Like I said, fragmentation.


Wednesday 10 October 2012

All the World's a Stage, and All the Men and Women Precariously Close to Falling in the Orchestra Pit

Saskatchewan is a lot like a stage. It's large and flat and has some impressive lighting effects. Looking at things this way, it makes perfect sense that we are destined for developing a vibrant theatre culture. It's a slow process, of course, and certain, more Moose Jaw-shaped sections are having a hard go of it (keep on chugging, Rhubarb Productions -- unless you've already gone defunct, in which case, RIP, Rhubarb Productions). But here I shall focus on Saskatoon, where I have made my home for the past five years. Our theatre scene continues to grow and flourish, although it is still difficult to find people who really talk about it. And that is what this Weblog shall be about: talking about it.

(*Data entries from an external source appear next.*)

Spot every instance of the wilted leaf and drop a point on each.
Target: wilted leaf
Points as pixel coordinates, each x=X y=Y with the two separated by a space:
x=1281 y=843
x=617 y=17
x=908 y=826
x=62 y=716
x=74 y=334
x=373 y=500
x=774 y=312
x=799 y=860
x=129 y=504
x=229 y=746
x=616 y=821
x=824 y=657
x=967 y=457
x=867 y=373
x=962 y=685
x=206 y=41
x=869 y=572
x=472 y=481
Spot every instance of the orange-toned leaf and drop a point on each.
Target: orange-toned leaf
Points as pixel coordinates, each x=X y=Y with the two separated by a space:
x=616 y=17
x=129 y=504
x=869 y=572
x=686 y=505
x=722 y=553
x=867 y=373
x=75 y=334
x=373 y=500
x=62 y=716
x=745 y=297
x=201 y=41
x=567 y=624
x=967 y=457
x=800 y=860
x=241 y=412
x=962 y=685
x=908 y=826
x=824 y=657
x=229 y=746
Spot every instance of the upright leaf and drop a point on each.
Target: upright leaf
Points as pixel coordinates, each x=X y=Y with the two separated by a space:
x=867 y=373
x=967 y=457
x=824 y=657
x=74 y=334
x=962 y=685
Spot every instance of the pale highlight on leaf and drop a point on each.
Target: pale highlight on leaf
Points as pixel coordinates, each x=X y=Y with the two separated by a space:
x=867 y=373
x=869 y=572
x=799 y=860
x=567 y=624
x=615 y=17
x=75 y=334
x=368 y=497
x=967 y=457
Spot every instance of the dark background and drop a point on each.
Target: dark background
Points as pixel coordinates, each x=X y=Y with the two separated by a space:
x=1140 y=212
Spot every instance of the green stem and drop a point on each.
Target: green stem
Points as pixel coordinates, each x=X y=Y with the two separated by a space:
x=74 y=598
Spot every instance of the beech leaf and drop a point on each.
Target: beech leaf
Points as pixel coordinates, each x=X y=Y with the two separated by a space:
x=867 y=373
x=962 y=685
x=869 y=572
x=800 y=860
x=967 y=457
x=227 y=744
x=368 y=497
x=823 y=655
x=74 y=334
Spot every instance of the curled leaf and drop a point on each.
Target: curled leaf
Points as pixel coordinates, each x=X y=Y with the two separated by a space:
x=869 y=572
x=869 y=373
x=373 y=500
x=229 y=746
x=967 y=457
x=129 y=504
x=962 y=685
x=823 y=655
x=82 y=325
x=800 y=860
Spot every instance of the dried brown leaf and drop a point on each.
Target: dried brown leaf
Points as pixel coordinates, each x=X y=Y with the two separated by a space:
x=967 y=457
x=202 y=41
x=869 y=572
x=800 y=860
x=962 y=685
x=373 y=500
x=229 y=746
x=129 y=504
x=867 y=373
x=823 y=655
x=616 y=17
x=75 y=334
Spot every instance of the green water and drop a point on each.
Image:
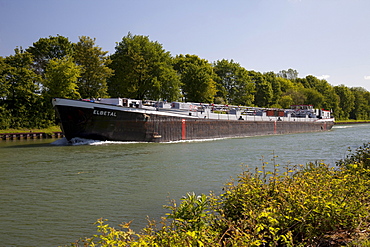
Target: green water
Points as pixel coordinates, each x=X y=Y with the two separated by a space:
x=51 y=194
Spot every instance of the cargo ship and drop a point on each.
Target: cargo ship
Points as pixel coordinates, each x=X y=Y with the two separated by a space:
x=130 y=120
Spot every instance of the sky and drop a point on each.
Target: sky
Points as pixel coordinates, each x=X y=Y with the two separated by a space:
x=329 y=39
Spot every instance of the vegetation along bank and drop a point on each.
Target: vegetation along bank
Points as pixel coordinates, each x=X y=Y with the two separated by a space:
x=302 y=205
x=142 y=69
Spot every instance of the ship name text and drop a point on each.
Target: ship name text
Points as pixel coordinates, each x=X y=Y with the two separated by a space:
x=105 y=113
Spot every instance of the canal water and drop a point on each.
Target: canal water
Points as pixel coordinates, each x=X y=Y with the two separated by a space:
x=51 y=193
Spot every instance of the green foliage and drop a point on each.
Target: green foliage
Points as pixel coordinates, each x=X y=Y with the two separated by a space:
x=94 y=68
x=264 y=92
x=61 y=78
x=19 y=91
x=346 y=101
x=197 y=78
x=311 y=205
x=143 y=70
x=233 y=83
x=49 y=48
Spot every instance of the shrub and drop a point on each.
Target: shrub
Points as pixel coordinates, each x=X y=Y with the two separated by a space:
x=311 y=205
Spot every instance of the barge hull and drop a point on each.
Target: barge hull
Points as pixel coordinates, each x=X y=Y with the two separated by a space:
x=115 y=124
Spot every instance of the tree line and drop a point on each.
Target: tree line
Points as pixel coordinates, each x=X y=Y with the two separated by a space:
x=142 y=69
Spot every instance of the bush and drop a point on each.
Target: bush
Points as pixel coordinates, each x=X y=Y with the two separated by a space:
x=311 y=205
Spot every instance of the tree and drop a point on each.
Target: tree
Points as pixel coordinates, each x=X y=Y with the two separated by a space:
x=46 y=49
x=94 y=70
x=361 y=106
x=142 y=70
x=20 y=94
x=313 y=97
x=264 y=93
x=289 y=74
x=197 y=78
x=61 y=78
x=4 y=92
x=275 y=85
x=233 y=82
x=346 y=103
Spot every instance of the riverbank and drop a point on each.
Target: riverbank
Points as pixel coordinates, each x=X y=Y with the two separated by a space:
x=19 y=134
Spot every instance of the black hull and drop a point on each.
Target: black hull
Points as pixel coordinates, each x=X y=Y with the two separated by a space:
x=117 y=124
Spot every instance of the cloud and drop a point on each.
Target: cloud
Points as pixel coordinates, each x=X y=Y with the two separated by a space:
x=323 y=77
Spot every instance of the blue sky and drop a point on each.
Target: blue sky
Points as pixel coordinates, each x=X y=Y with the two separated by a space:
x=329 y=39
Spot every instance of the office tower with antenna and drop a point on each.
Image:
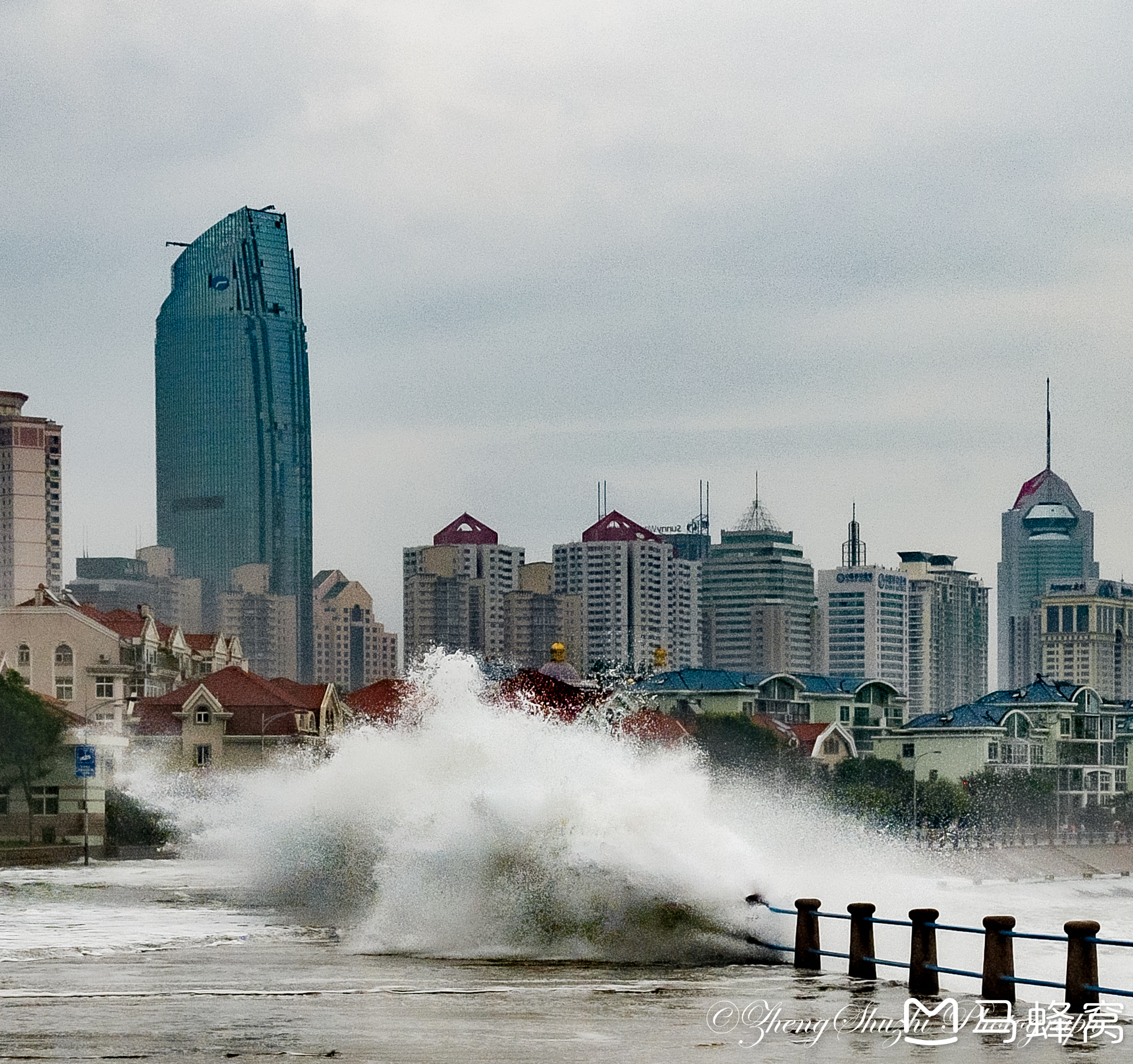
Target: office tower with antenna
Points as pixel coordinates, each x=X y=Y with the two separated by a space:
x=31 y=506
x=1046 y=535
x=866 y=616
x=758 y=607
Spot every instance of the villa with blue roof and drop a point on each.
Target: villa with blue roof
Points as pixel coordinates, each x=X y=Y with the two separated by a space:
x=1059 y=729
x=868 y=708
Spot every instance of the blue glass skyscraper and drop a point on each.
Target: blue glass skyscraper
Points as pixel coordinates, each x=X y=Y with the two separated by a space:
x=234 y=412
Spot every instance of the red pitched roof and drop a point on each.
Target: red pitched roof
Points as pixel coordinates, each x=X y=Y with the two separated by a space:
x=532 y=688
x=465 y=529
x=310 y=695
x=650 y=725
x=808 y=736
x=124 y=623
x=252 y=700
x=382 y=702
x=1033 y=486
x=618 y=528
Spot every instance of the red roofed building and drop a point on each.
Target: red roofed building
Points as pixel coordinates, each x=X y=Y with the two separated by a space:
x=465 y=529
x=827 y=744
x=637 y=596
x=617 y=528
x=380 y=703
x=1046 y=536
x=98 y=662
x=234 y=719
x=453 y=591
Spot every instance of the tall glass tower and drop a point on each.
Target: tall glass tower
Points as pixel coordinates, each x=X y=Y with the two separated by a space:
x=234 y=414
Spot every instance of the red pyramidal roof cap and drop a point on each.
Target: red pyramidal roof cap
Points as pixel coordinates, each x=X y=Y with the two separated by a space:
x=465 y=529
x=1033 y=486
x=619 y=528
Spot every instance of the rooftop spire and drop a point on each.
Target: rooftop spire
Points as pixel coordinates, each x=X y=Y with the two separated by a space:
x=853 y=550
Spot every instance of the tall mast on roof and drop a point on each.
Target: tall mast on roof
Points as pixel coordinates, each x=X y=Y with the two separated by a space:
x=1048 y=423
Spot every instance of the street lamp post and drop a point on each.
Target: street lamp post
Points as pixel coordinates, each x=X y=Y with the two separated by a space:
x=86 y=800
x=916 y=759
x=264 y=721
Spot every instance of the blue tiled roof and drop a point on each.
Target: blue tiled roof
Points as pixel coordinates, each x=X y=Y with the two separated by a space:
x=725 y=680
x=991 y=709
x=975 y=715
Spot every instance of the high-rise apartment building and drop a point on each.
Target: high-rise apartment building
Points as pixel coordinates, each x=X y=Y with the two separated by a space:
x=178 y=598
x=1085 y=627
x=948 y=634
x=535 y=618
x=352 y=649
x=761 y=613
x=31 y=505
x=264 y=623
x=1046 y=536
x=637 y=595
x=866 y=613
x=453 y=590
x=234 y=415
x=149 y=580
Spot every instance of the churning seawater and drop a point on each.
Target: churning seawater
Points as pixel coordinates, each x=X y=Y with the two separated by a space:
x=482 y=883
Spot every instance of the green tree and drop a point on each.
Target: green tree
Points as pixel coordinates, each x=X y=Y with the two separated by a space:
x=877 y=789
x=133 y=823
x=941 y=803
x=733 y=742
x=1010 y=800
x=31 y=737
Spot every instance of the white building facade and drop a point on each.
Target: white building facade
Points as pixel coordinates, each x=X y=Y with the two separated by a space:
x=867 y=623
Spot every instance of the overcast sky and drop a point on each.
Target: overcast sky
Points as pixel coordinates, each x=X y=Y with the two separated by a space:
x=543 y=244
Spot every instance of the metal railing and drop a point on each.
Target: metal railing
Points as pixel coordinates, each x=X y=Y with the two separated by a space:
x=974 y=839
x=998 y=979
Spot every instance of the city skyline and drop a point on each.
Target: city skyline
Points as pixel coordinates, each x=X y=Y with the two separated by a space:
x=842 y=248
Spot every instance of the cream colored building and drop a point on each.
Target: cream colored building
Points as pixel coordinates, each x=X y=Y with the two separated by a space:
x=235 y=719
x=264 y=623
x=352 y=649
x=96 y=663
x=1083 y=626
x=58 y=798
x=31 y=506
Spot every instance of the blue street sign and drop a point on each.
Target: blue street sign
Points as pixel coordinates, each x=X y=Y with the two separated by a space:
x=84 y=763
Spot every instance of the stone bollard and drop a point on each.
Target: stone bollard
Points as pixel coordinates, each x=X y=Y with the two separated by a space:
x=862 y=941
x=1081 y=964
x=998 y=959
x=922 y=981
x=806 y=934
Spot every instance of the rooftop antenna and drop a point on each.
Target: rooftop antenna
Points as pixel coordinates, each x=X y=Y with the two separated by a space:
x=853 y=550
x=1048 y=424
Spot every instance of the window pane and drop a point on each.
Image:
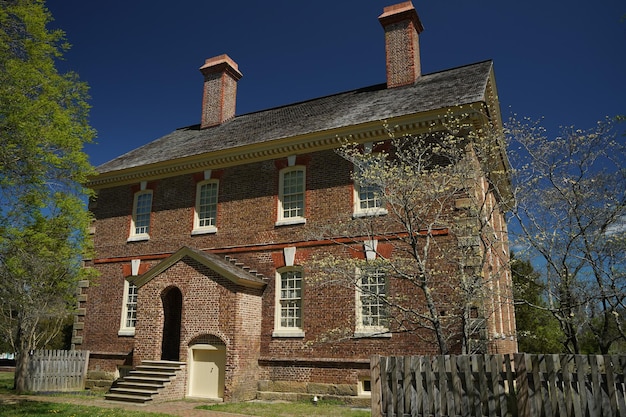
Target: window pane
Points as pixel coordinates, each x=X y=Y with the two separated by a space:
x=131 y=306
x=207 y=205
x=291 y=299
x=373 y=293
x=142 y=213
x=369 y=197
x=293 y=194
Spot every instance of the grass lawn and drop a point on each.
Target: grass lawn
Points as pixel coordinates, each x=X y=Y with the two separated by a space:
x=21 y=408
x=36 y=408
x=291 y=409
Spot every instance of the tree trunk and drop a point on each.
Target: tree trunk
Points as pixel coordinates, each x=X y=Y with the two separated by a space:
x=21 y=372
x=22 y=357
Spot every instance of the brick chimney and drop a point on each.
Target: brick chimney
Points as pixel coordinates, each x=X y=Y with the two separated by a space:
x=402 y=28
x=220 y=90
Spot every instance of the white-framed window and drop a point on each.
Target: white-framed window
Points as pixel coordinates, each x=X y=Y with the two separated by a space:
x=142 y=209
x=368 y=200
x=288 y=311
x=129 y=310
x=205 y=216
x=291 y=195
x=368 y=197
x=372 y=308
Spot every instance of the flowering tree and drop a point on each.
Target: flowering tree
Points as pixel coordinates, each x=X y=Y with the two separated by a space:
x=571 y=212
x=433 y=226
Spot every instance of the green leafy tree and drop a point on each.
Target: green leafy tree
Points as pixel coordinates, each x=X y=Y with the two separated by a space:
x=537 y=330
x=43 y=218
x=571 y=211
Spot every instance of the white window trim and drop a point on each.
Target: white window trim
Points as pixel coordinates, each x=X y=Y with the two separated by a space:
x=359 y=212
x=137 y=237
x=197 y=229
x=282 y=221
x=367 y=331
x=125 y=330
x=286 y=331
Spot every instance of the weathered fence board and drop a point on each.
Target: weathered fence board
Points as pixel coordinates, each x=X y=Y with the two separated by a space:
x=519 y=385
x=57 y=370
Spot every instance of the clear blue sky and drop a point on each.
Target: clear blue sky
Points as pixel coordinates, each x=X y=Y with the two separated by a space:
x=562 y=60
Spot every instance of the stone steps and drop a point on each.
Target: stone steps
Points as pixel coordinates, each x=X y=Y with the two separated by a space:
x=144 y=383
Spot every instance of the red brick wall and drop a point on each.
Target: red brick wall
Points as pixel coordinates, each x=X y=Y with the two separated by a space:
x=242 y=319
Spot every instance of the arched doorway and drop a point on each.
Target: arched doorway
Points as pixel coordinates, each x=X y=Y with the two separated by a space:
x=172 y=300
x=207 y=367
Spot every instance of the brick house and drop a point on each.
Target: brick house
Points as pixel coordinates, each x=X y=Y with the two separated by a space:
x=202 y=236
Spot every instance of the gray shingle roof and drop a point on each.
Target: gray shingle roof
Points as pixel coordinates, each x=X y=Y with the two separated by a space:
x=457 y=86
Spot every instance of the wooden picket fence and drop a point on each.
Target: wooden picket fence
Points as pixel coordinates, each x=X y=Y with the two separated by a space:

This Blog was the victim of many a false-start as I tried to get it up and running. At first, I was going to use Fringe as my launching platform; but alas, due to temporal and monetary constraints, I was only able to catch a relatively small portion of the shows going on at the Festival this summer, and it didn't seem like "Ruminations on the Seven Fringe Shows I Happened to See" made for a particularly auspicious premier entry. Then I contemplated using Two Corpses Go Dancing as my starting point, but I'm still so in love with that play that I don't really trust myself to provide a lot of serious critical discourse on it. A month or so ago, at the Live Five Launch party, I decided it was time I seriously pushed forward. Importance of Being Earnest was going to be my inaugural review, but I got held up, principally because I still hadn't thought of a name. But here it is: Prairie Groundling. I spent weeks in solemn contemplation attempting to find a title that could evoke both theatre and Saskatoon in a suitably pithy manner, and this was the best I came up with (really). And now, at long last, I shall launch this Blog in earnest (see what I did there) tonight, as I go to attend the premier of Greystone Theatre's first title All My Sons. Since Greystone Theatre is where I started writing about theatre in the first place, it seems to be an apropos starting point for my Saskatoon Theatre Blog. Later this week I'll follow with retrospective reviews on Persephone's Importance and Dead Man's Cell Phone. These reviews will not be timely, obviously, but my goal here is not to create a lot of "Go see this / Don't go see this" reviews. Rather, I have the simpler goal of creating a world where, if someone wonders if any writing on their production exists, they can find some.

As I said, false starts. I have given myself pause several times wondering if there really is a point to this Blog. No doubt many of the tens of people who stumble across this page will pose the same question: Why Saskatoon. I have answered this question, finally. I know why Saskatoon because today as I was trying to eat my lunch while a co-worker was talking on the phone about how much she hates Saskatoon. As someone who actually chose to live in Saskatoon, I felt slightly offended. Then I felt a surge of pride. Then it occurred to me that no one else was going to write about Saskatoon's independent theatre scene, so why shouldn't I?

I suppose this is not a terribly inspiring introduction, but it's mine. My name is Blair Woynarski, and this is the Prairie Groundling.